Выбрать главу

Но при всем уважении к своему герою автор изобразил его с юмором. Другого бы он, возможно, и не осмелился, но Беня Крик любил и понимал юмор. Он говорил: «Есть люди, умеющие пить водку, и есть люди, не умеющие пить водку, но все же пьющие ее. И вот первые получают удовольствие от горя и от радости, а вторые страдают за всех тех, кто пьет водку, не умея пить ее. — И на этом кончался его юмор и начинался серьезный разговор: —…я прошу вас проводить к могиле неизвестного вам, но уже покойного Савелия Буциса…»

Некоторые считают, что юмор здесь продолжается до конца, просто это так называемый черный юмор. Но черного юмора у Бабеля не было. У него повсюду светлый юмор, юмор, пронизанный светом и теплотой, как комната бывает пронизана солнечным светом.
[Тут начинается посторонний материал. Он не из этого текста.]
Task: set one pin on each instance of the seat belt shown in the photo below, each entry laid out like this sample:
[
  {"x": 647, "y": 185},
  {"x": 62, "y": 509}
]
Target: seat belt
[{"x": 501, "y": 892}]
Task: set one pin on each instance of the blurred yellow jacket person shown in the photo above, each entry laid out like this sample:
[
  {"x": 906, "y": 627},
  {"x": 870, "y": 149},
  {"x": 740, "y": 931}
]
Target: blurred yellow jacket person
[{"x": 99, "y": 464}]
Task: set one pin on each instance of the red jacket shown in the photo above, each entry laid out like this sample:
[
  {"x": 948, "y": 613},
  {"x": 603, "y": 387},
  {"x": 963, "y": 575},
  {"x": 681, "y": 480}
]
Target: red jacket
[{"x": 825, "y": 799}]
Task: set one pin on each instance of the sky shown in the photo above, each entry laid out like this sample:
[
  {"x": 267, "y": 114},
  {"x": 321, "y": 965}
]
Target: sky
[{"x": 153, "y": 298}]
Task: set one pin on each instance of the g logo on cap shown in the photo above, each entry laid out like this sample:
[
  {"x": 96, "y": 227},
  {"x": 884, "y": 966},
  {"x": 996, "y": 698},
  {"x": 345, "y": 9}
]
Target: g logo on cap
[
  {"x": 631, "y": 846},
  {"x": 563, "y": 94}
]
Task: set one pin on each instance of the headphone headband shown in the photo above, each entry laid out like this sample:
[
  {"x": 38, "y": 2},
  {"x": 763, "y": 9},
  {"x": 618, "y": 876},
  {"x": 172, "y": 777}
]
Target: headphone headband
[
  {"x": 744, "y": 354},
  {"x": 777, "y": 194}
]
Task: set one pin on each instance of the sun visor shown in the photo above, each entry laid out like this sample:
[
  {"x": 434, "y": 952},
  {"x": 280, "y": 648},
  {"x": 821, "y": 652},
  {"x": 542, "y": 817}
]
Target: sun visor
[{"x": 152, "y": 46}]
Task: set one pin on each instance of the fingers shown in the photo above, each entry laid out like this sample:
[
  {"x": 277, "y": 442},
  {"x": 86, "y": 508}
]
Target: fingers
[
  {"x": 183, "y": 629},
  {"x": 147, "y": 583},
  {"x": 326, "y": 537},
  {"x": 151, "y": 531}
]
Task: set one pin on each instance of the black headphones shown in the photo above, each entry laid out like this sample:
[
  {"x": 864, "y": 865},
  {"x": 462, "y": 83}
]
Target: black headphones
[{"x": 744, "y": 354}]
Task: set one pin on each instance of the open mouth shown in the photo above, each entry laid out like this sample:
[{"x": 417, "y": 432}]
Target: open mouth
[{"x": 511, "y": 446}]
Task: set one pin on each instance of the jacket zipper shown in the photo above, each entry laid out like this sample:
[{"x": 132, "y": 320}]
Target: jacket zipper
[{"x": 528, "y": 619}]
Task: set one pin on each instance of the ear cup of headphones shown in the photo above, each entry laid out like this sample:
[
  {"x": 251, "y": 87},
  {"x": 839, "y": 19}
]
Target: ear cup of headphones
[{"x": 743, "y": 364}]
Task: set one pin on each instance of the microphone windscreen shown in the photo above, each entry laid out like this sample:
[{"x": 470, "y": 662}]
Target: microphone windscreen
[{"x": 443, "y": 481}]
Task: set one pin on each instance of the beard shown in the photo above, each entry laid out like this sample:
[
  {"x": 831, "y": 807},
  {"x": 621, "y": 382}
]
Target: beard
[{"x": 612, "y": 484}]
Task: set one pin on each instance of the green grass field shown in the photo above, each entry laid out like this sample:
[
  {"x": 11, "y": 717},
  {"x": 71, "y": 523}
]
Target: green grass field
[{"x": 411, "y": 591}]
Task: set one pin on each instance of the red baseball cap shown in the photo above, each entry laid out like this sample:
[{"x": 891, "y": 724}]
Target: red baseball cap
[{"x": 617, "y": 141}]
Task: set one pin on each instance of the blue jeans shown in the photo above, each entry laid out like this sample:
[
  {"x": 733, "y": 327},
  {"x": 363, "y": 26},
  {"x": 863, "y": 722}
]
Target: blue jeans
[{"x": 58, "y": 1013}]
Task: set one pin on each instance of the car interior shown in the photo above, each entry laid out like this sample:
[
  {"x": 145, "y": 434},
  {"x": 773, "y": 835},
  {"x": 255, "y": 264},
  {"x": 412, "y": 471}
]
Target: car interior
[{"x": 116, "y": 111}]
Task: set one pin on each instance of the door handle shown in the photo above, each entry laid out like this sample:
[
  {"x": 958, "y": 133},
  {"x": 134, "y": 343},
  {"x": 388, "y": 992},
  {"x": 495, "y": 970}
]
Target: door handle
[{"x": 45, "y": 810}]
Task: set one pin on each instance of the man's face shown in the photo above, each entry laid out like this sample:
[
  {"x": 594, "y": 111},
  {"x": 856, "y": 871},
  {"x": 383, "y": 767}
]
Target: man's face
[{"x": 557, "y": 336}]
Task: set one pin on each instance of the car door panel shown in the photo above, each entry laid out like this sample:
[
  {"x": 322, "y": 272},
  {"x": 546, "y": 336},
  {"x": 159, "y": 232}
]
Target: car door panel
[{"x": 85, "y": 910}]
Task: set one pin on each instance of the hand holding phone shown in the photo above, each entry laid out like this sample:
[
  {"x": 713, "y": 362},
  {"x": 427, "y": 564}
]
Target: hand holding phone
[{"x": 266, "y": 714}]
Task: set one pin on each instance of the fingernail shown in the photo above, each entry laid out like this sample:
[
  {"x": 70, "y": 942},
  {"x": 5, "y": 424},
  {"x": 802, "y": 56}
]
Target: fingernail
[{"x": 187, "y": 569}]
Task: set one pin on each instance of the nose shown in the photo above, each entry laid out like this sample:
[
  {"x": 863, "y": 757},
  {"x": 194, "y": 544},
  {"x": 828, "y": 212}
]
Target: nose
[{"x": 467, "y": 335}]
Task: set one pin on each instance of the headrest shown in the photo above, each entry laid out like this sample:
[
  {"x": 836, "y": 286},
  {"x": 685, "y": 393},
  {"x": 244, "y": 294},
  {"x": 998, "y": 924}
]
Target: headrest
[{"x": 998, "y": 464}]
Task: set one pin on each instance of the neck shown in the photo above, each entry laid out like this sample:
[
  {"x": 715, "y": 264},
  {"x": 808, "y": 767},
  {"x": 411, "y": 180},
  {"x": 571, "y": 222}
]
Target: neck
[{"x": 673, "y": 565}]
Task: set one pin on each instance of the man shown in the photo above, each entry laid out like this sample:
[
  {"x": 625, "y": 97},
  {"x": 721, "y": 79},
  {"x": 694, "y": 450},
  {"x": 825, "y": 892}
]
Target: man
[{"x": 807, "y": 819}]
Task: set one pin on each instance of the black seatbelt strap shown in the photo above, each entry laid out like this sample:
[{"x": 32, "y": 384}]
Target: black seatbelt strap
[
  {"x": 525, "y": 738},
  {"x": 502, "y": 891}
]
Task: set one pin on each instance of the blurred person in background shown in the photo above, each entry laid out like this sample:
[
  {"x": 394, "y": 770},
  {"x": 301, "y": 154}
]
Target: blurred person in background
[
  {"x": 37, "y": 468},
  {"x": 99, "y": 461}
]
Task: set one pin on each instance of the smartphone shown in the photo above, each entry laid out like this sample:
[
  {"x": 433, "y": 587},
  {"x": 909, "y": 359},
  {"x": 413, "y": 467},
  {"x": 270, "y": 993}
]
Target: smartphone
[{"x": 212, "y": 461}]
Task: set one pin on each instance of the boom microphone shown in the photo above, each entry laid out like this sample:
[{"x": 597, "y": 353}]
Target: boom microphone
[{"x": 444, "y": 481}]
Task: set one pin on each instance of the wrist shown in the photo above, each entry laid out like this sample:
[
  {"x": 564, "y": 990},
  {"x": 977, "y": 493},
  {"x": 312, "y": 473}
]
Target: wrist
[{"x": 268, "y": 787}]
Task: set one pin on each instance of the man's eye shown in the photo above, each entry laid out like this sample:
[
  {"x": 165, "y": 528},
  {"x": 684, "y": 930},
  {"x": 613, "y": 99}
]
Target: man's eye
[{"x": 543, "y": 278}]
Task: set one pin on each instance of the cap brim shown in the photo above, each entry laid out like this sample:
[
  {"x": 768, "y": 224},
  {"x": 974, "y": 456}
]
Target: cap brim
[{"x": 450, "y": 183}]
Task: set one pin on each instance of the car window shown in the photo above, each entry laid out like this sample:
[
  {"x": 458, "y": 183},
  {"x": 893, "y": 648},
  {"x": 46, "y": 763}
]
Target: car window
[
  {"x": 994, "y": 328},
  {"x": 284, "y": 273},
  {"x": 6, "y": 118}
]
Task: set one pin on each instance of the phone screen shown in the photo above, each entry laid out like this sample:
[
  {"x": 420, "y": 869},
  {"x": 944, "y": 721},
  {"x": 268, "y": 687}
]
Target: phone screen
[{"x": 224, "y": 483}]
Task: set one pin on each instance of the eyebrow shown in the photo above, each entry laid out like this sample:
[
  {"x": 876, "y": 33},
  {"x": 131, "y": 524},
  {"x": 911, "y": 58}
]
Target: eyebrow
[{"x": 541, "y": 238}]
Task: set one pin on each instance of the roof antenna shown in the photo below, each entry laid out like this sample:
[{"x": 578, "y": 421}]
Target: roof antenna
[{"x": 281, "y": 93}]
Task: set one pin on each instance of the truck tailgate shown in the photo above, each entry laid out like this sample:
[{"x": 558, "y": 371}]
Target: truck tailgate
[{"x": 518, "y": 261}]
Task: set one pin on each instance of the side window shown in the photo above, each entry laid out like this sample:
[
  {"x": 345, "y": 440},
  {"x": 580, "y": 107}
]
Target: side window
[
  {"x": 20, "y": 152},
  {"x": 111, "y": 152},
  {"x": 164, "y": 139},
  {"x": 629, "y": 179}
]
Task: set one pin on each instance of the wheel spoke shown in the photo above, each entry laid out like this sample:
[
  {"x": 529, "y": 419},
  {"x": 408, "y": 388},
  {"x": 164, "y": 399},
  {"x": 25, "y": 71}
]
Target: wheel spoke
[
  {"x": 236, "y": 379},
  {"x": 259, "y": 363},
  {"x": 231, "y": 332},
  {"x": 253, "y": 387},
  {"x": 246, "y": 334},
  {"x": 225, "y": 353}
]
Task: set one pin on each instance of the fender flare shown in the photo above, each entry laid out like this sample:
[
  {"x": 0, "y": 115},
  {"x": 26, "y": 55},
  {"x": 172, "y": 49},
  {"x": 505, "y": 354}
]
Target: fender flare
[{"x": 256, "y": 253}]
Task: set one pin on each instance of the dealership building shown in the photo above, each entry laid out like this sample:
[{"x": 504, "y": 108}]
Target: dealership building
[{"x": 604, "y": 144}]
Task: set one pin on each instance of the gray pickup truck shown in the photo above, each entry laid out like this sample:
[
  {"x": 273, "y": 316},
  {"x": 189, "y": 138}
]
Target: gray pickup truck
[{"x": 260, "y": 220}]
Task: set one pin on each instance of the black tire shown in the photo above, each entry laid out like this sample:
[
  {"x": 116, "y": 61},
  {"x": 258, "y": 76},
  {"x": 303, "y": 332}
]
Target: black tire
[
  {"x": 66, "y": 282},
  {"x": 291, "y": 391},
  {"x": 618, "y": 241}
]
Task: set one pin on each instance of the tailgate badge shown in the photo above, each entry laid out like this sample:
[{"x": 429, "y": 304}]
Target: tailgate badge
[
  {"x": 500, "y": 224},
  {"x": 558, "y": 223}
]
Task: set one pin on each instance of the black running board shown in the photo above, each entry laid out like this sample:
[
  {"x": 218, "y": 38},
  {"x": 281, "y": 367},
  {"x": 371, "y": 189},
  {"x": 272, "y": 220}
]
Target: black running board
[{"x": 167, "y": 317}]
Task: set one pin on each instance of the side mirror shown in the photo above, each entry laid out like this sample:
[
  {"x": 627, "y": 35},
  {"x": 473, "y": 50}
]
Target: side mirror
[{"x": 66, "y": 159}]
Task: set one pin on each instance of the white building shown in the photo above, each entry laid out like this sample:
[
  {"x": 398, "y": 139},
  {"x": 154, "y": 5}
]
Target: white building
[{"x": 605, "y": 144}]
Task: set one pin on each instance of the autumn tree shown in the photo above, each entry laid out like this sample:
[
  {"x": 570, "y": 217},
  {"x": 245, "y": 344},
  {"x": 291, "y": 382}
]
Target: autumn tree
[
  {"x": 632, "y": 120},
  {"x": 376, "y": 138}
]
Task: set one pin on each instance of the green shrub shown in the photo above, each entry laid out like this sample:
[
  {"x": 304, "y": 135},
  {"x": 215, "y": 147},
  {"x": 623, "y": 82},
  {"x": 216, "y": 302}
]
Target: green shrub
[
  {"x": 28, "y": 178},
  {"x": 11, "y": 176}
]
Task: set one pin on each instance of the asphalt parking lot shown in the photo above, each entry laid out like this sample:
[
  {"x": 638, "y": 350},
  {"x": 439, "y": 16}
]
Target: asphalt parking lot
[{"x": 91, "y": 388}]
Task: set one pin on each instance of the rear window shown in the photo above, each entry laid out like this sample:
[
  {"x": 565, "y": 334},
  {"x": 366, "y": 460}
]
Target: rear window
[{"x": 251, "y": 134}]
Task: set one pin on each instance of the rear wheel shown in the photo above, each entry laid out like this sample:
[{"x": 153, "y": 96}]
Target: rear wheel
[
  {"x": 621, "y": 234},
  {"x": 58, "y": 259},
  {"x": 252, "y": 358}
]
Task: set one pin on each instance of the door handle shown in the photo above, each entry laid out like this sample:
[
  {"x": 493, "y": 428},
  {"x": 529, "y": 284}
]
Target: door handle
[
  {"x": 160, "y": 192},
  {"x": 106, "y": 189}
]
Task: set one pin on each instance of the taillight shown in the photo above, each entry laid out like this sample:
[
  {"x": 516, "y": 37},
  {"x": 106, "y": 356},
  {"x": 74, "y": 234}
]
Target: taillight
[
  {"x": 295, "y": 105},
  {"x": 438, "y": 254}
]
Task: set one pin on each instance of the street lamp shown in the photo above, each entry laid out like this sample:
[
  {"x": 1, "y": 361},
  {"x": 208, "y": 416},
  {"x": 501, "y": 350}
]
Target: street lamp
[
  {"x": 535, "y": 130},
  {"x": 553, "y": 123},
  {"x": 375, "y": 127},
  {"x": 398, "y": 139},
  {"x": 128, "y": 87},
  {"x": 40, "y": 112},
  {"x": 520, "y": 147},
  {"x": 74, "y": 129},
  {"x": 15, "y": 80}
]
Раз уж Беня Крик предшествовал в литературе Остапу Бендеру, то смешно было бы мадам Грицацуевой не иметь своей родословной. Была у знойной женщины и одновременно мечты поэта предшественница за пределами романа — в рассказе совершенно другого автора.

Автор был Алексей Николаевич Толстой, а рассказ его назывался «Сожитель». Название грубое и, более того, неприличное для скромной вдовы, которая, по ее собственному признанию, иначе как старорежимным браком и глядеть не станет на мужчину.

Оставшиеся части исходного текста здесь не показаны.